Watchdog Report Calls for National Broadband Strategy to Reduce Broadband Fund Inefficiencies
The GAO report found many different federal broadband programs prone to inefficiencies.
Teralyn Whipple
WASHINGTON, June 7, 2022 – The Government Accountability Office has called for the federal government to address the considerable overlap among over 100 different funding programs overseen by 15 separate agencies for broadband builds that it said in a report released last week could cause service “inefficiencies.”
The GAO indicated that the various grant programs had fragmentation, referring to circumstances where more than one agency was involved in the same broad area of need; overlap, occurring when multiple agencies have similar goals; and duplication, when multiple agencies have the same goal and activities.
The report recommends that the National Economic Council develop and implement a national broadband strategy “with clear roles, goals, objectives, and performance measures to support better management of fragmented, overlapping federal broadband programs and synchronize coordination efforts.”
While some fragmentation and overlap is necessary to complement existing programs, said the report, other cases where multiple agencies are involved “can create barriers for program applicants or inefficiencies in service delivery.”
The report highlighted an overall concern that federal programs are a patchwork of grants that is unorganized and ineffective. “Overlap and duplication [can sometimes] occur because of incremental addition of programs over time to respond to new needs and challenges, without a strategy to coordinate efforts and effectively manage them.”

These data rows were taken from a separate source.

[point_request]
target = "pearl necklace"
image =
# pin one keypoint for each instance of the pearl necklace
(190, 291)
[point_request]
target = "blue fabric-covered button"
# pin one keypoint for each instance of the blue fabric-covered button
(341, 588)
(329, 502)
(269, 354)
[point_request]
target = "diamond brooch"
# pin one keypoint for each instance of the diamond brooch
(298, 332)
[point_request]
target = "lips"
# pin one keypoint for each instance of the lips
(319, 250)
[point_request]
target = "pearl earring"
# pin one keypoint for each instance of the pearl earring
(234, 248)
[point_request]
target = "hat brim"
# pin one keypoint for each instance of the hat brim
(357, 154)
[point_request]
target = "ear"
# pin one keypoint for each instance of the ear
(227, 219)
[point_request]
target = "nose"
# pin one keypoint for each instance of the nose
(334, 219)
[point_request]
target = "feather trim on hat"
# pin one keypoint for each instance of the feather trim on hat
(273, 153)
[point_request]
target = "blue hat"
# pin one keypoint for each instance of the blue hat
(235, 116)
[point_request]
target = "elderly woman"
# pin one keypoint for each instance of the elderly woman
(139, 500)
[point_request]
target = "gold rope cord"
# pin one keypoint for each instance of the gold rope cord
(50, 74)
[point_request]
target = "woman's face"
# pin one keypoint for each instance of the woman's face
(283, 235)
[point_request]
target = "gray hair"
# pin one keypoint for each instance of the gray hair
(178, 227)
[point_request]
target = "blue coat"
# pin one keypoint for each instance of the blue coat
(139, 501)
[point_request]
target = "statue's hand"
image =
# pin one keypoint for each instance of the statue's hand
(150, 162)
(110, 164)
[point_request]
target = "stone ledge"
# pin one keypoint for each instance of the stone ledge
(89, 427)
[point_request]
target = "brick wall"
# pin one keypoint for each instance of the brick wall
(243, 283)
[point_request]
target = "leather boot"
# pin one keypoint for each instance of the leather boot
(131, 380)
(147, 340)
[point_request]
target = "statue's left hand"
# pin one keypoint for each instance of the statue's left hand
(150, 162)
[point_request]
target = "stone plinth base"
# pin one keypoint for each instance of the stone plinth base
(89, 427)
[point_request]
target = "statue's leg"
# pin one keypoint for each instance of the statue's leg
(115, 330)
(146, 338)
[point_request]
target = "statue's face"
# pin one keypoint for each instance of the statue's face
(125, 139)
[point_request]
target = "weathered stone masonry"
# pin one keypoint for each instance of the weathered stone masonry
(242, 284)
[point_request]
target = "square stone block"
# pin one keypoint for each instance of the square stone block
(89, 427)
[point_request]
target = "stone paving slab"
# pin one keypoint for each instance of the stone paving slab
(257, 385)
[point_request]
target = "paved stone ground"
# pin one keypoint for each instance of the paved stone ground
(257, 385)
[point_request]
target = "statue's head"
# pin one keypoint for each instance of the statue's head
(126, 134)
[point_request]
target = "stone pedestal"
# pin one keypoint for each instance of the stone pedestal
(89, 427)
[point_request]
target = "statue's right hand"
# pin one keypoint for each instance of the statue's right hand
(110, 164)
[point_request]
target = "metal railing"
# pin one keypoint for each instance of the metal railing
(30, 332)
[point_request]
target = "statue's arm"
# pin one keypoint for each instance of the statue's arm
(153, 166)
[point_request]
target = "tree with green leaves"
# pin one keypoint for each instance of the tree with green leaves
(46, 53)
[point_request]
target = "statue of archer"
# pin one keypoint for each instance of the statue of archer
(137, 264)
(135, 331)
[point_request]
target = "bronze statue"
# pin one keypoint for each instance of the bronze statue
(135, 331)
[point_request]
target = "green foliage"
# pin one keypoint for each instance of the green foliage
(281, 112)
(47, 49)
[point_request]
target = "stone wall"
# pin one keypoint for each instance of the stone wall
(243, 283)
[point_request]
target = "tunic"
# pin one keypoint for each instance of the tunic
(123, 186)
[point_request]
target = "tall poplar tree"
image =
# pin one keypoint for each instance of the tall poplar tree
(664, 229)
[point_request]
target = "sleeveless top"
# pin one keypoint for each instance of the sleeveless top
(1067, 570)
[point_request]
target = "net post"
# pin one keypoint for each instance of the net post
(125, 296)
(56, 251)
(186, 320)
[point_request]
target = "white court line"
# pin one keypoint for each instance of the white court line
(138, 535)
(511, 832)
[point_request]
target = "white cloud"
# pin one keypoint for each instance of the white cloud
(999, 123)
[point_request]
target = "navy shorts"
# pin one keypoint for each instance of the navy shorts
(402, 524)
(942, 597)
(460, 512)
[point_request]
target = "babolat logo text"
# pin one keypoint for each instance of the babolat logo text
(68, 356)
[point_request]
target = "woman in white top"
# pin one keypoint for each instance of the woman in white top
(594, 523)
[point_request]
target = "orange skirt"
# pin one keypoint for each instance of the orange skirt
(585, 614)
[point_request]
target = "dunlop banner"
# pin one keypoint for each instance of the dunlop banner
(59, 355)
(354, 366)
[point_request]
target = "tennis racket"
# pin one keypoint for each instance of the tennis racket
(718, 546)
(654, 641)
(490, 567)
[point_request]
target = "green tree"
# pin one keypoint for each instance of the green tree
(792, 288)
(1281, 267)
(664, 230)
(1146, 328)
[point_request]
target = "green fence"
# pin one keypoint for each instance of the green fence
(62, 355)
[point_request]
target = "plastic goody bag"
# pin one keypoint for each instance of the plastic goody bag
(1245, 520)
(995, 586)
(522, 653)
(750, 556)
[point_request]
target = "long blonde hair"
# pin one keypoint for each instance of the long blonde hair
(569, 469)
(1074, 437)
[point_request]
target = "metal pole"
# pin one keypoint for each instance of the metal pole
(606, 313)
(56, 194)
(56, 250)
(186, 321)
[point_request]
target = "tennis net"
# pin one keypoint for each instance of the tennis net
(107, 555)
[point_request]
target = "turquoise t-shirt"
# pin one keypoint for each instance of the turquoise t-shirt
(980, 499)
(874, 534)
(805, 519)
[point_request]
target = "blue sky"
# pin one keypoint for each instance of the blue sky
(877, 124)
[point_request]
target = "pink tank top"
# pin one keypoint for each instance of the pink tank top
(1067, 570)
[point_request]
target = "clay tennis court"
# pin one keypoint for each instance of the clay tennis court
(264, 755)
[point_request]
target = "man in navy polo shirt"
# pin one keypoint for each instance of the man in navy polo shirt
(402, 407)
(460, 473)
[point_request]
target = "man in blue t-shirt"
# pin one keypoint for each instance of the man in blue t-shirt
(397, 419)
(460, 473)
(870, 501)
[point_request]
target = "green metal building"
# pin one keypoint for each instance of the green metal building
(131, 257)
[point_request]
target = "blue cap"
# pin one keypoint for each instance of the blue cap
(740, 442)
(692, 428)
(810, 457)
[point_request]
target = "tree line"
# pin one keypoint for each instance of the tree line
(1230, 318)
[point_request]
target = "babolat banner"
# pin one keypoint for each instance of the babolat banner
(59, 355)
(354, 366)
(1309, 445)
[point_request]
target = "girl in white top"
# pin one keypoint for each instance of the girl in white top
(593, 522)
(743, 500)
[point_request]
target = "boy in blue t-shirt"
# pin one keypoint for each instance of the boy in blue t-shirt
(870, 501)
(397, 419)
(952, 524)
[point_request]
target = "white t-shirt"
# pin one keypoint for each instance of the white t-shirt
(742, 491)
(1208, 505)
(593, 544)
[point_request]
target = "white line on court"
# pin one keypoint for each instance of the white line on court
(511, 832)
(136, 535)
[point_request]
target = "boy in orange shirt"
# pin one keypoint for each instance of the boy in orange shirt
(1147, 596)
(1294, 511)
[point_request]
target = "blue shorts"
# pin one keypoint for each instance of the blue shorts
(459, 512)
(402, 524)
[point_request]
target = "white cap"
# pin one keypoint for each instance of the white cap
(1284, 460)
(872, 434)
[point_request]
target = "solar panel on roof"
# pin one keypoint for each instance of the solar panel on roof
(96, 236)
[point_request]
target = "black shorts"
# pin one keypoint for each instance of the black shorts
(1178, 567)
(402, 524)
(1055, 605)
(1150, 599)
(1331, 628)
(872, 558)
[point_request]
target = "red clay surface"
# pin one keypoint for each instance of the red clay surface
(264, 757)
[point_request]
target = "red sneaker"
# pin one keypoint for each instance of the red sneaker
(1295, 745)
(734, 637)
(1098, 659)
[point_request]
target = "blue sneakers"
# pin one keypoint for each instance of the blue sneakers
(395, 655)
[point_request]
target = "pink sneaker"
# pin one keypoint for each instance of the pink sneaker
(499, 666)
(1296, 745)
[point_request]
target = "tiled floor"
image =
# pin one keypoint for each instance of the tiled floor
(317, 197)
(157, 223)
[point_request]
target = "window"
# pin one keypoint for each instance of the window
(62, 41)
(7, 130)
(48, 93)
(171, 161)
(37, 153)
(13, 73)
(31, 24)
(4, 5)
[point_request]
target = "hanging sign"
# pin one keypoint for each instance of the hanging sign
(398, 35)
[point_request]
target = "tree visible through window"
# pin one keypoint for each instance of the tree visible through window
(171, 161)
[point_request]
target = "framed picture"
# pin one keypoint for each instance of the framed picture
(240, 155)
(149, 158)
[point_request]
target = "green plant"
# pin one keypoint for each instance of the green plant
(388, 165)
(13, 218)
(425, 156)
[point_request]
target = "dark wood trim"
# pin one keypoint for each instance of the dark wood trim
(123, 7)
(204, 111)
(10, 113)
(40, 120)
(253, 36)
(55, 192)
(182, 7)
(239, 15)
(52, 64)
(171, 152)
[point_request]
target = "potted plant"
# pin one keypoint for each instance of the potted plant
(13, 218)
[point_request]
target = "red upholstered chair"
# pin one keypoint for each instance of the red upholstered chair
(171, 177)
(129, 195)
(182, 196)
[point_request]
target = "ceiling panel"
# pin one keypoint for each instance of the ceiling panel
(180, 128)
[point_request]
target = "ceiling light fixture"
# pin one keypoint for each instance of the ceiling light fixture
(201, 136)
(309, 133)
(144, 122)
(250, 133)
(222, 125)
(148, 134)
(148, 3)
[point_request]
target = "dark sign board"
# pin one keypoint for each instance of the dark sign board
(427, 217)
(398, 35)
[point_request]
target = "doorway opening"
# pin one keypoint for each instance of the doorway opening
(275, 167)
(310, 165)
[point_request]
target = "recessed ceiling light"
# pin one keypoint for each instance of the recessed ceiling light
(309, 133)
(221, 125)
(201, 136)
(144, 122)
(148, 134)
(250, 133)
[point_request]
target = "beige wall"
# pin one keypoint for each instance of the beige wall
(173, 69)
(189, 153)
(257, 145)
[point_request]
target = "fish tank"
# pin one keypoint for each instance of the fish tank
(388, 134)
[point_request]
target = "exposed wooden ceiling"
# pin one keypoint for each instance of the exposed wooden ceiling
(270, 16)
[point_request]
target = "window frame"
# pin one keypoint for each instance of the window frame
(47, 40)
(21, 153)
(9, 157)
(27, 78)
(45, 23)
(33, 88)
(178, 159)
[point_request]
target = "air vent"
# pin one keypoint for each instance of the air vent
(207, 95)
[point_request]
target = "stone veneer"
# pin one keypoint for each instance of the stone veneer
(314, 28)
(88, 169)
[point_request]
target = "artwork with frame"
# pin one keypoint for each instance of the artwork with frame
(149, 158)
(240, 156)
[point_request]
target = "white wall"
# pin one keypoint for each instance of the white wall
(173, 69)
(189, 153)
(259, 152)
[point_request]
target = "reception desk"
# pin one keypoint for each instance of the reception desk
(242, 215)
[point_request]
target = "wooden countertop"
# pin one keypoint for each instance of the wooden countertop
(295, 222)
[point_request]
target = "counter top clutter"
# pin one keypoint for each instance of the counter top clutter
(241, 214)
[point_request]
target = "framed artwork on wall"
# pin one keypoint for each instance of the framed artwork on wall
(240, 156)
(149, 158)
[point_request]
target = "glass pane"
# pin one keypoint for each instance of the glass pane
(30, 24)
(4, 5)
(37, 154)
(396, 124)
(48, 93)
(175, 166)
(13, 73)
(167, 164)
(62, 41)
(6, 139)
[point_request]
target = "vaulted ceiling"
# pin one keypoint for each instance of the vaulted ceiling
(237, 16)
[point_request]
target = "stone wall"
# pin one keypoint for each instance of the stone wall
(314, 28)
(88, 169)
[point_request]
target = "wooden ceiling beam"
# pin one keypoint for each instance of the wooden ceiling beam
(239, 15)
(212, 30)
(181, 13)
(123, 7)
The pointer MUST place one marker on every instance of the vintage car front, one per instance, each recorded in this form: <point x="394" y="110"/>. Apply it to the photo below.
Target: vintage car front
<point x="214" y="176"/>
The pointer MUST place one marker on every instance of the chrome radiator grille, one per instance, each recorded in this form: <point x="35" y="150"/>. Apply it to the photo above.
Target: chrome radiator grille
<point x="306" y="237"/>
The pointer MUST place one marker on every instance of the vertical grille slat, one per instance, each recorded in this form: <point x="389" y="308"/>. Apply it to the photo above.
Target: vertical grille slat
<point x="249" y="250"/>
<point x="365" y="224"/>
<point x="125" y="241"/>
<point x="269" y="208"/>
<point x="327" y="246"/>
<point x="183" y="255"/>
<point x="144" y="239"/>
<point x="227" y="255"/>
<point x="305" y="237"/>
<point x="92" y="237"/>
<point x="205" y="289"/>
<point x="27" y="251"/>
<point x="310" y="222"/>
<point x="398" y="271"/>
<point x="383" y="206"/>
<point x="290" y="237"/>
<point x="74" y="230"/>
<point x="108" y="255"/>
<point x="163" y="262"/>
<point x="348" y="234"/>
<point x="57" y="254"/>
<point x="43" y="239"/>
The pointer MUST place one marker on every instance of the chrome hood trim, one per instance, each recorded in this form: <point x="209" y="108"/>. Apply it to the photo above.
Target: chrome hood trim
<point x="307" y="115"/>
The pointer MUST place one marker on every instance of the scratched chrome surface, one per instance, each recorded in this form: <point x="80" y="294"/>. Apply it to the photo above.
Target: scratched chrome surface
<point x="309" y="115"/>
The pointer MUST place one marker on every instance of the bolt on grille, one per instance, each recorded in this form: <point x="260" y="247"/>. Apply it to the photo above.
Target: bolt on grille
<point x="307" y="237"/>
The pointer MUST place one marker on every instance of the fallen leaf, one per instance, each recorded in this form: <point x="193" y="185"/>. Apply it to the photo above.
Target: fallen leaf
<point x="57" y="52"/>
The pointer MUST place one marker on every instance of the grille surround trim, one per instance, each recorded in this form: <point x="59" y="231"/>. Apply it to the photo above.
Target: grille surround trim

Lags between application and deployment times across different programs also present opportunity for duplication, the report said. The GAO warned that this can negatively affect program outcomes, implementation and cost-effectiveness.
Current efforts
The NEC leads regular broadband coordination meetings with the National Telecommunications and Information Administration that focus on avoiding duplication with other federal agencies. The executive leadership team of the American Broadband Initiative, an interagency working group, was established to address individual agency actions and serve as an information-sharing venue.
Furthermore, the Infrastructure, Investment and Jobs Act includes a new interagency coordination provision that requires the NTIA to coordinate with other agencies when implementing new programs or mapping efforts. It will be expected to establish program definitions and determine how funds complement other programs.
To that end, the GAO also calls for the NTIA to identify the statutory limitations preventing program alignment.
The GAO report said that “implementation of these requirements is still forthcoming and NTIA is assessing the new coordination requirements.”
The IIJA does not require the NTIA or any other federal agency to develop a national broadband strategy.
Agencies are not unaware of this issue. Many are working to coordinate with other programs to reduce duplication but claim that “some statutory specifics within programs limit the agencies’ ability to more effectively align their programs,” the reports said.
“Some stakeholders,” continued the report, “said it can be challenging to use programs together to boost overall broadband access, often because programs are targeted to specific needs or have certain restrictions.”
The NTIA’s Office of Internet Connectivity and Growth is developing a 2022 internal workplan for interagency coordination but it will “not be a strategy for the office as a whole.” This comes a decade after its outdated 2010 national broadband plan.